Déjà existaient quelques universités et collèges, où s’étaient conservés, sous la tutelle anglaise, des tisons de l’ancienne culture asiatique. Aligarh était depuis quarante-cinq ans une université musulmane, centre de la culture islamique dans l’Inde. Le collège de Khalsa était le centre de la culture Sikh. Les Hindous avaient l’université de Bénarès. Mais ces institutions scolastiques un peu arriérées étaient soumises au gouvernement, qui les subventionnait. Gandhi aurait voulu les détruire, pour y substituer des foyers plus purs. En novembre 1920, il inaugura l’Université nationale du Gujerat, à Ahmedabad. Elle s’inspirait des idéals d’une Inde unie. Ses deux piliers religieux étaient le Dharma des Hindous et l’Islam des Mahométans. Elle prétendait sauver les dialectes de l’Inde et en faire les sources de régénération nationale. Gandhi considère, à juste raison[88] — et nous pouvons faire notre profit de ses paroles — « qu’une étude systématique des cultures asiatiques n’est pas moins essentielle à une éducation complète que l’étude des sciences d’Occident. Les vastes trésors du sanscrit et de l’arabe, du persan, du pâli et du magadhi, doivent être explorés, afin que l’on retrouve les secrets de la force nationale ». Mais il n’est pas question de répéter ce qui fut dit ou fait, aux temps écoulés. « Il faut fonder une culture nouvelle sur celles du passé, enrichies par l’expérience des siècles. Elle doit être la synthèse des civilisations différentes, qui ont agi sur l’Inde et subi l’esprit du sol. Cette synthèse ne sera point effectuée sur le modèle américain, où une culture dominante absorbe et écrase tout le reste. Chaque culture aura sa place légitime. Le but est harmonie, et non unité factice par la force. » Tous les étudiants auront à connaître toutes les religions indiennes. Les hindous se familiariseront avec le Coran, et les musulmans avec les Shâstras. L’Université nationale n’exclut rien que l’esprit d’exclusion. Dans l’humanité entière, elle n’admet point d’« intouchables ». L’hindoustani sera obligatoire, car il est le vrai dialecte national, mélangé de sanscrit, de hindi, et de urdu persianisé[89].
[88] 17 novembre 1920.
[89] L’anglais n’est pas exclu, (ni aucune langue européenne). On le réserve aux cours supérieurs, à la fin du cycle scolaire. En revanche, les dialectes sont employés, à tous les degrés universitaires. Gandhi rêve d’un état supérieur de l’existence universelle, où toutes ces différences persistent dans l’unité, non pas comme des divisions, mais « comme les facettes d’une même pierrerie. » (juin 1920).
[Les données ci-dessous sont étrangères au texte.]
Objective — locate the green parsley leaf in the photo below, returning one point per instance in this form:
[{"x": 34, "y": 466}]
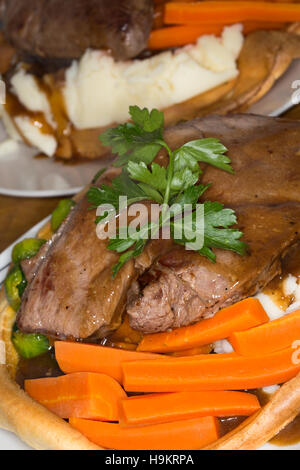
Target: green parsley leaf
[
  {"x": 121, "y": 186},
  {"x": 217, "y": 233},
  {"x": 157, "y": 177},
  {"x": 137, "y": 141}
]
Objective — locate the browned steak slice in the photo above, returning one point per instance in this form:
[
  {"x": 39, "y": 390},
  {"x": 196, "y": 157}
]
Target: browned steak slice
[
  {"x": 56, "y": 29},
  {"x": 182, "y": 286}
]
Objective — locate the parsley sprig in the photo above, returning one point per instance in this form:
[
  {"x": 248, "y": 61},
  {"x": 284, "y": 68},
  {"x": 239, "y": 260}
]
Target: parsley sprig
[{"x": 136, "y": 145}]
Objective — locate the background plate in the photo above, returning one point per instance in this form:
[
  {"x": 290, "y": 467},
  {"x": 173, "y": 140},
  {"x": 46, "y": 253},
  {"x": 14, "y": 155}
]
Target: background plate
[{"x": 22, "y": 175}]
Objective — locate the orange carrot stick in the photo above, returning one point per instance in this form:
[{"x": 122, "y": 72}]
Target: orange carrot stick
[
  {"x": 164, "y": 408},
  {"x": 196, "y": 374},
  {"x": 79, "y": 357},
  {"x": 220, "y": 12},
  {"x": 81, "y": 395},
  {"x": 240, "y": 316},
  {"x": 265, "y": 339},
  {"x": 180, "y": 435},
  {"x": 176, "y": 36}
]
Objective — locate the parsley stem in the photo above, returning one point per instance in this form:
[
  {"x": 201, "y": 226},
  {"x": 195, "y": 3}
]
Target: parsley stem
[{"x": 170, "y": 174}]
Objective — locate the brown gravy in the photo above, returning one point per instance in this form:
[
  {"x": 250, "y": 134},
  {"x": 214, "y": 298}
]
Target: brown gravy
[
  {"x": 289, "y": 435},
  {"x": 126, "y": 338},
  {"x": 290, "y": 265}
]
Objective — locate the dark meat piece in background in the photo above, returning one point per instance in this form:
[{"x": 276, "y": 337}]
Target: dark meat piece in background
[
  {"x": 265, "y": 192},
  {"x": 64, "y": 29},
  {"x": 72, "y": 293}
]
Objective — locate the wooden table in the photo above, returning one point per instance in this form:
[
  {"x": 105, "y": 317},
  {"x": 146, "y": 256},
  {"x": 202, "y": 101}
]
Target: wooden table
[{"x": 17, "y": 215}]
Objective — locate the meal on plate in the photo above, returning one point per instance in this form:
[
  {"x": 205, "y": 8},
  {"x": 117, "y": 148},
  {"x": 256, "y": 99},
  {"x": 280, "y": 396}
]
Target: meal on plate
[
  {"x": 181, "y": 334},
  {"x": 73, "y": 68}
]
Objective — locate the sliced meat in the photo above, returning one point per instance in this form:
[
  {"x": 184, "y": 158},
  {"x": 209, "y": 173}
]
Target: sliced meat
[
  {"x": 71, "y": 291},
  {"x": 182, "y": 286},
  {"x": 56, "y": 29},
  {"x": 186, "y": 287}
]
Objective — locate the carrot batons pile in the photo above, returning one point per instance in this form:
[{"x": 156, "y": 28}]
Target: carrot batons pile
[
  {"x": 190, "y": 434},
  {"x": 168, "y": 407},
  {"x": 189, "y": 390},
  {"x": 271, "y": 337},
  {"x": 190, "y": 20},
  {"x": 82, "y": 395}
]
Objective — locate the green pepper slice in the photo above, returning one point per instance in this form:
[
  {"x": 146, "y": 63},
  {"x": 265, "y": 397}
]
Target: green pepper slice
[
  {"x": 29, "y": 346},
  {"x": 60, "y": 213},
  {"x": 26, "y": 249},
  {"x": 15, "y": 284}
]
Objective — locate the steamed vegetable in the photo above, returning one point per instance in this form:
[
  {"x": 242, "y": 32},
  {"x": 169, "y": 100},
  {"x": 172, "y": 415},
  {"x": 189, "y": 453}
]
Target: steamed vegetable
[
  {"x": 26, "y": 249},
  {"x": 177, "y": 36},
  {"x": 163, "y": 408},
  {"x": 240, "y": 316},
  {"x": 81, "y": 395},
  {"x": 15, "y": 284},
  {"x": 229, "y": 12},
  {"x": 79, "y": 357},
  {"x": 180, "y": 435},
  {"x": 60, "y": 213},
  {"x": 29, "y": 346},
  {"x": 265, "y": 339},
  {"x": 210, "y": 373}
]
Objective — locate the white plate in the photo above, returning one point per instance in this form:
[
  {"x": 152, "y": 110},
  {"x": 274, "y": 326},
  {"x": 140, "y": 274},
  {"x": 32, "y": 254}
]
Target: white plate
[
  {"x": 9, "y": 441},
  {"x": 22, "y": 175}
]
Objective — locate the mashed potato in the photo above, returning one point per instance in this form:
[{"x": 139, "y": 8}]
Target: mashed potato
[{"x": 98, "y": 90}]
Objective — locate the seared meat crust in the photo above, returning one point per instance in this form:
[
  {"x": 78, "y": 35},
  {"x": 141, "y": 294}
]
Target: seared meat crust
[{"x": 56, "y": 29}]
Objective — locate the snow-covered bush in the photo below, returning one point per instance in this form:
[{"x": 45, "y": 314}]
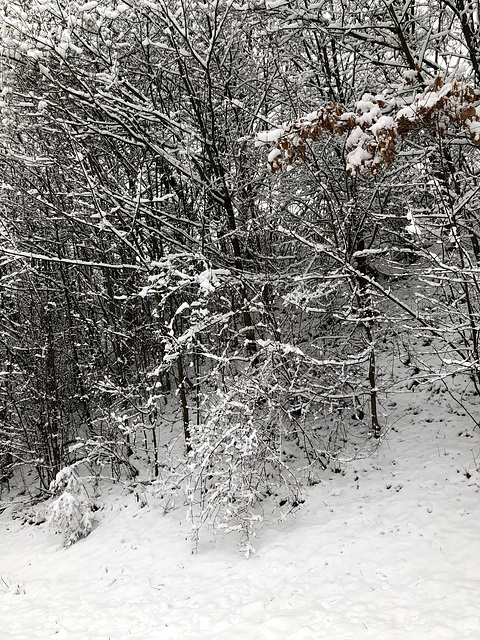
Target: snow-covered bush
[
  {"x": 237, "y": 458},
  {"x": 71, "y": 513}
]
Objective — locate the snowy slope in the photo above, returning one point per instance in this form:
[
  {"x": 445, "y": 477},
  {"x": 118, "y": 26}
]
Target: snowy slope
[{"x": 387, "y": 550}]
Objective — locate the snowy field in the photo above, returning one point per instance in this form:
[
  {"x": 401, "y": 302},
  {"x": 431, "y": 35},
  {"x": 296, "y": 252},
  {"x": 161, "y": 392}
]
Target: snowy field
[{"x": 387, "y": 550}]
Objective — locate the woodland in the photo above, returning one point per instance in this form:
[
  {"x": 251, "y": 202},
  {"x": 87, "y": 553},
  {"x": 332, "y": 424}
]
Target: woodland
[{"x": 222, "y": 226}]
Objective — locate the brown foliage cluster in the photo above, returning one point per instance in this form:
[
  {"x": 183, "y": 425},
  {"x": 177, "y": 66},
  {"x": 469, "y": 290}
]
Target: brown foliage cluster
[{"x": 376, "y": 127}]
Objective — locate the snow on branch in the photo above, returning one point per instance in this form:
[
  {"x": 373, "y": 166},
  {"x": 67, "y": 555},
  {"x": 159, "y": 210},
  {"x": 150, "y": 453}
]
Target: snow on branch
[{"x": 376, "y": 125}]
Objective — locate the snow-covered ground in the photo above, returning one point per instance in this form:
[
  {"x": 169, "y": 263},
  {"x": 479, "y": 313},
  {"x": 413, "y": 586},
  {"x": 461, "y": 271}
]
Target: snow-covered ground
[{"x": 387, "y": 550}]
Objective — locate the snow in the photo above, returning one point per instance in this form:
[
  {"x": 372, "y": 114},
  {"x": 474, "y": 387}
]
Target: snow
[
  {"x": 388, "y": 548},
  {"x": 272, "y": 135}
]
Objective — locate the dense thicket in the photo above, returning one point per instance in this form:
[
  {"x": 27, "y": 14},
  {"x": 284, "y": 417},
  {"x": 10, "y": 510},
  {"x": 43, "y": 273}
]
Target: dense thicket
[{"x": 155, "y": 276}]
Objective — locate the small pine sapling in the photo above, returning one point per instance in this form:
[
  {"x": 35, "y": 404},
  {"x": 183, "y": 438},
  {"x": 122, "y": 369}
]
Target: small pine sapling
[{"x": 71, "y": 513}]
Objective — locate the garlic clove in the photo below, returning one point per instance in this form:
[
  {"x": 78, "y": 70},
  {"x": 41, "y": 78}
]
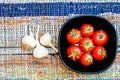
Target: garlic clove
[
  {"x": 40, "y": 52},
  {"x": 45, "y": 40}
]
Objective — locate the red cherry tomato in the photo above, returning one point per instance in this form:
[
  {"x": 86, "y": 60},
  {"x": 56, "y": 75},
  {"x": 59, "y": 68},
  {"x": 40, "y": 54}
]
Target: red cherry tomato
[
  {"x": 100, "y": 37},
  {"x": 99, "y": 53},
  {"x": 87, "y": 30},
  {"x": 74, "y": 36},
  {"x": 86, "y": 59},
  {"x": 86, "y": 44},
  {"x": 74, "y": 52}
]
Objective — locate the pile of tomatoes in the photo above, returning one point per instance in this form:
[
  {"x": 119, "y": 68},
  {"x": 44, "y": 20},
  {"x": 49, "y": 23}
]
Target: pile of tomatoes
[{"x": 87, "y": 44}]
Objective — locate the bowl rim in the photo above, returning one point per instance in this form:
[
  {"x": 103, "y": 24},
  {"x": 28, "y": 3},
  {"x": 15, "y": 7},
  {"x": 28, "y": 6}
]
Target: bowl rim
[{"x": 59, "y": 51}]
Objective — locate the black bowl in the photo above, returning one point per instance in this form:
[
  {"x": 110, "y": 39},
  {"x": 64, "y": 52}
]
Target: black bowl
[{"x": 98, "y": 23}]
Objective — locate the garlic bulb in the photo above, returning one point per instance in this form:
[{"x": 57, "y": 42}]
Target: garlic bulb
[
  {"x": 29, "y": 41},
  {"x": 39, "y": 51},
  {"x": 46, "y": 41}
]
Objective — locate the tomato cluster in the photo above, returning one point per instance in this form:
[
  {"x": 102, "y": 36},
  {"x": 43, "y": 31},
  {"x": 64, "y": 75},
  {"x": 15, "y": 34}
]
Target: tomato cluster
[{"x": 87, "y": 44}]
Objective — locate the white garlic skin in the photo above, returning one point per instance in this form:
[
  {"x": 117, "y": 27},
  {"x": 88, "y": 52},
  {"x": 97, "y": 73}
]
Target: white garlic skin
[
  {"x": 40, "y": 52},
  {"x": 45, "y": 39}
]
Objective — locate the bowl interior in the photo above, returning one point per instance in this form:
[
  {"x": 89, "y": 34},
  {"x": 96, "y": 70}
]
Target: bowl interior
[{"x": 98, "y": 23}]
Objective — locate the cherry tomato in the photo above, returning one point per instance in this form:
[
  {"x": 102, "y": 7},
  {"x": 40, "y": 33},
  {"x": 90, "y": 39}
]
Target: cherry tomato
[
  {"x": 74, "y": 52},
  {"x": 99, "y": 53},
  {"x": 100, "y": 37},
  {"x": 74, "y": 36},
  {"x": 86, "y": 59},
  {"x": 86, "y": 44},
  {"x": 87, "y": 30}
]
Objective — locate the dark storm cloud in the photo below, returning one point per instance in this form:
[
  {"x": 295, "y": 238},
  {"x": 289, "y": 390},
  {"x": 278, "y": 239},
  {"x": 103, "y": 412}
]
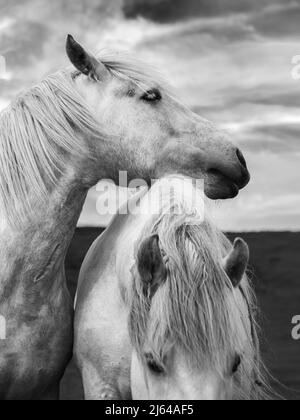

Les intellectuels recevront l’éducation professionnelle, et les autres l’éducation littéraire. Ainsi s’atténueront les différences de classes. L’esprit d’indépendance sera entretenu non seulement par l’étude, mais par une éducation que Gandhi nomme « vocationnelle »[90]. A l’encontre de l’éducation européenne qui déprécie le travail manuel en ne développant que le cerveau, Gandhi veut que le travail manuel soit introduit à l’école, dès les classes enfantines. Il est bon que l’enfant paye lui-même en travail de filage son enseignement, afin qu’il apprenne sans retard à gagner sa vie et son indépendance. Quant à l’éducation du cœur, que l’Europe néglige complètement, elle est toute à fonder. Et, avant de former les élèves, il faut former les éducateurs.